Die Nürnberger Inszenierung löst die Darstellung des Film-Milieus in eine grandiose Show auf. Schon kurz nach dem Aufziehen des Vorhangs sehen wir die sechs Tänzer des Abends in einer King-Kong-Chorus-Line über die Bühne affeln: als Pendant zum Quartett der Stubenmädchen im äußerst kleinen Schwarzen, das den 2. Akt eröffnet, nachdem die Powerfrau Marylou, also Maria-Danaé Bansen, uns nach der langen Pause schon schnell auf Touren gebracht hat. Übrigens entsprang sie an diesem Abend nicht, wie Athene, dem Kopf ihres Papas, sondern dem des Übervaters King Kong: ein guter Witz unter vielen.
Schon optisch wird also viel geboten: vom symbolischen Rosenrot der Infantin („Zwei rote Rosen“ ist das lyrische Signum des Werks) über den Zebra-Ton der agilen Filmfrau zum weißen Smoking des beglückend arroganten Prinz Andreas Stephan, der vom grandiosen Entertainer Jens Janke gespielt / gesungen / gemimt / getazt wird; die Kostüme Falk Bauers sind als Teil des Gesamtkunstwerks eine Augenweide.

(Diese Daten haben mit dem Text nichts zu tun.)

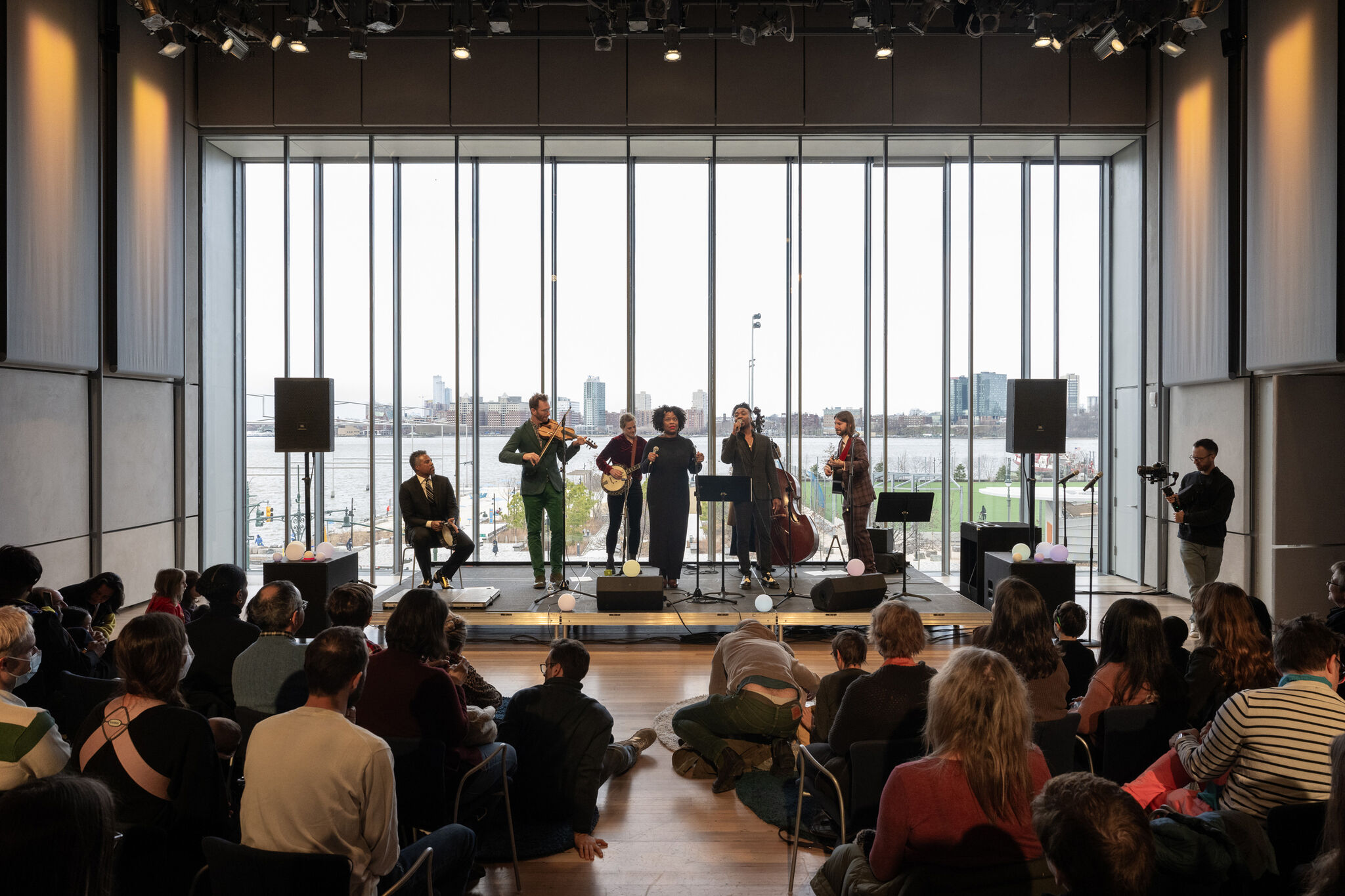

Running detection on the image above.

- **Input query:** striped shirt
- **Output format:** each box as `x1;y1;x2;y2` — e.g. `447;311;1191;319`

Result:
1177;680;1345;822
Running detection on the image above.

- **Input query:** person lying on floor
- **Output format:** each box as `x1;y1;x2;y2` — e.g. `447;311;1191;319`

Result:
672;619;820;794
499;638;657;861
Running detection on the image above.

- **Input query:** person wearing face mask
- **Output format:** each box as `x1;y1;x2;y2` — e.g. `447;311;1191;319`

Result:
70;612;230;892
0;607;70;792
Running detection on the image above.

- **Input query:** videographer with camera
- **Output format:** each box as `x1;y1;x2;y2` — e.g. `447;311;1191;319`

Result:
1166;439;1233;594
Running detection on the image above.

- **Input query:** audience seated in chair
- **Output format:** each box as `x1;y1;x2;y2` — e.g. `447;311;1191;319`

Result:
1032;771;1155;896
0;544;105;706
327;582;382;656
812;629;869;743
232;580;308;714
1053;601;1097;700
70;612;230;892
0;775;117;896
805;601;935;822
1076;598;1183;735
60;572;127;642
499;638;657;861
672;619;819;794
181;563;261;719
974;575;1069;721
358;588;518;822
444;612;504;710
0;607;70;791
1124;616;1345;823
1186;582;1279;728
241;628;476;896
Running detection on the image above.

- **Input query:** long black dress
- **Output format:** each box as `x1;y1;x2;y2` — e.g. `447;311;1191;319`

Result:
640;435;701;579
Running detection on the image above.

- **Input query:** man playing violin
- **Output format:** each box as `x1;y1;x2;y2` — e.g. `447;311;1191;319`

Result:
500;393;596;589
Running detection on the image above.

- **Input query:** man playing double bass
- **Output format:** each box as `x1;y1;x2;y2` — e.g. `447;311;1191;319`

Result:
720;403;782;588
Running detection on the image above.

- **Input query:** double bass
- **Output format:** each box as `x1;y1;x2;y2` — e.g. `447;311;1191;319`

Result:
752;407;818;566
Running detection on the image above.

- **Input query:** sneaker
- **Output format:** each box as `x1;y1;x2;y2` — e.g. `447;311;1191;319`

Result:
710;747;747;794
616;728;659;752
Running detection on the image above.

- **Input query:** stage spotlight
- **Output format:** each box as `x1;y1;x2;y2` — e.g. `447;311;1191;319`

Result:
453;26;472;59
155;24;187;59
873;26;892;59
485;0;510;33
663;24;682;62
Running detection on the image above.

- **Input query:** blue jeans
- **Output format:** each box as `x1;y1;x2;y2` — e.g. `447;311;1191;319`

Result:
378;825;476;896
454;743;518;814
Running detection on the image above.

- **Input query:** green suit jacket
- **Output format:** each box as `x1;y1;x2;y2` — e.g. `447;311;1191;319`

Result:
500;421;580;494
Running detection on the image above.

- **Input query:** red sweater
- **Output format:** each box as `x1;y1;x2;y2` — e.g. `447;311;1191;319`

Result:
869;747;1050;880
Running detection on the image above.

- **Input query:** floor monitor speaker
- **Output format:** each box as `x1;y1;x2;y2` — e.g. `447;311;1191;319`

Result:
1005;380;1068;454
810;572;888;612
276;376;336;454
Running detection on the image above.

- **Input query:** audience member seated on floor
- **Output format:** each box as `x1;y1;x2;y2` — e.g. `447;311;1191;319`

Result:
1302;735;1345;896
1126;616;1345;823
241;626;476;896
974;575;1069;721
672;619;819;794
1032;771;1157;896
812;629;869;743
499;638;657;861
869;647;1050;880
145;567;187;622
805;601;935;811
0;607;70;791
1055;601;1097;700
1326;560;1345;634
444;612;504;710
1076;598;1183;735
181;563;261;719
1186;582;1279;728
1162;616;1194;675
0;775;117;896
60;572;127;641
70;612;229;892
358;588;518;817
0;544;108;706
327;582;382;656
232;579;308;716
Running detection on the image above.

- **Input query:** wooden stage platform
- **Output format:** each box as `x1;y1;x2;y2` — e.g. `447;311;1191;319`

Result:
371;565;990;637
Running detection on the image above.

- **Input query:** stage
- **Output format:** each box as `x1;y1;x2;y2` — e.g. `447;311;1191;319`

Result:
371;565;990;641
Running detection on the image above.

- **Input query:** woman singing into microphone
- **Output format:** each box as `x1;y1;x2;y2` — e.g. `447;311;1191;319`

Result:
822;411;877;572
640;404;705;588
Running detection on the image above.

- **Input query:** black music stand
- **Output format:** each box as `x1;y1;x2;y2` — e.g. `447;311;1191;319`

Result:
873;492;933;601
678;475;752;603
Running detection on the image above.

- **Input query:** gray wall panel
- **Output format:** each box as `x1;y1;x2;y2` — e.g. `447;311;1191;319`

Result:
0;368;89;544
102;377;173;529
1246;0;1345;370
116;3;185;376
0;0;100;370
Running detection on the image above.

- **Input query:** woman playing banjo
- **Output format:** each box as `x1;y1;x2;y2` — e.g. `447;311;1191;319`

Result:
597;414;644;575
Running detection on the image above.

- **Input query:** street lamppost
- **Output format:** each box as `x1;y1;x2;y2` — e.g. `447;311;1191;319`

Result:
748;314;761;407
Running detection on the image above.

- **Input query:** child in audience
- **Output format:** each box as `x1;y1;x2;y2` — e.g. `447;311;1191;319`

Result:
1055;601;1097;700
1164;616;1190;675
145;568;187;622
812;629;869;743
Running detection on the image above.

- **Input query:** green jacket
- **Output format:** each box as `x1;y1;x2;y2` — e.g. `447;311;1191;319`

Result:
500;421;580;494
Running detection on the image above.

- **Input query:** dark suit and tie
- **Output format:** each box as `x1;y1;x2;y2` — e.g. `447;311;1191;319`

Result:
397;474;475;582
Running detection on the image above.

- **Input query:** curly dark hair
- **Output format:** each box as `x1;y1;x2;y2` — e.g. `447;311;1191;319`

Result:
651;404;686;433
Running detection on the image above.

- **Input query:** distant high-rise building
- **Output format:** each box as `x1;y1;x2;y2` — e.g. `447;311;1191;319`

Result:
584;376;607;435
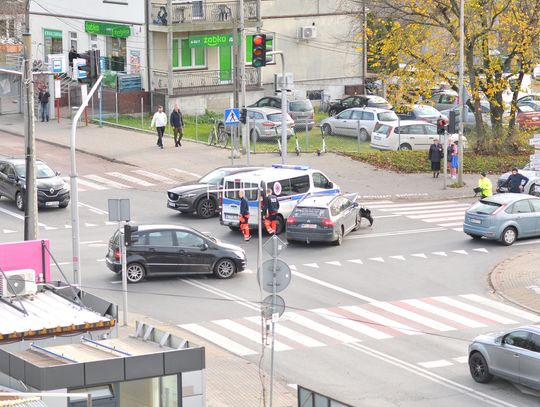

Wir sehen, bei Jörn-Felix Alt, einen Federfächertanz im Schwarzlicht, einen improvisierten Mikrofontausch mit hereintänzelndem Glitzerdienstmann (Szenenapplaus), und wir blicken auf Fragonards berühmtes Schaukel-Bild, ein Abbild einstiger aristokratischer Herrlichkeit und jetziger erotischer Wunschvorstellung im Riesenrahmen (die Bühne wurde von Jan Freese entworfen).
Wir ergötzen uns an der witzigen Perlenketten-Ariette der Hofdame, die mit Almerija Delic glänzend besetzt ist, ebenso an Jens Krause, der den Hoteldirektor Matard spielt und, trotz Embonpoint, sehr lustig an den ölig-aufgeregten Typ erinnert, wie er gern von Hubert von Meyerinck gespielt wurde. Wir finden schon Marylous Auftrittsnummer „Jonny“ hinreißend, Raptis‘ / Isabellas „Ein Märchen von Liebe“ durchaus nicht schmalzig und lassen uns vom Orchester unter Lutz de Veer davon überzeugen, dass Paul Abrahams Operetten schon deshalb gut sind, weil er seine haltbaren Melodien und 20er-Jahre-Rhythmen durch eine brillante Instrumentation geadelt hat: mit zwei Klavieren, Harfe und Banjo, Tuba und Gitarre, Schlagzeug und Glockenspiel.
Also: Riesenbeifall für eine märchenhaft gelungene Produktion.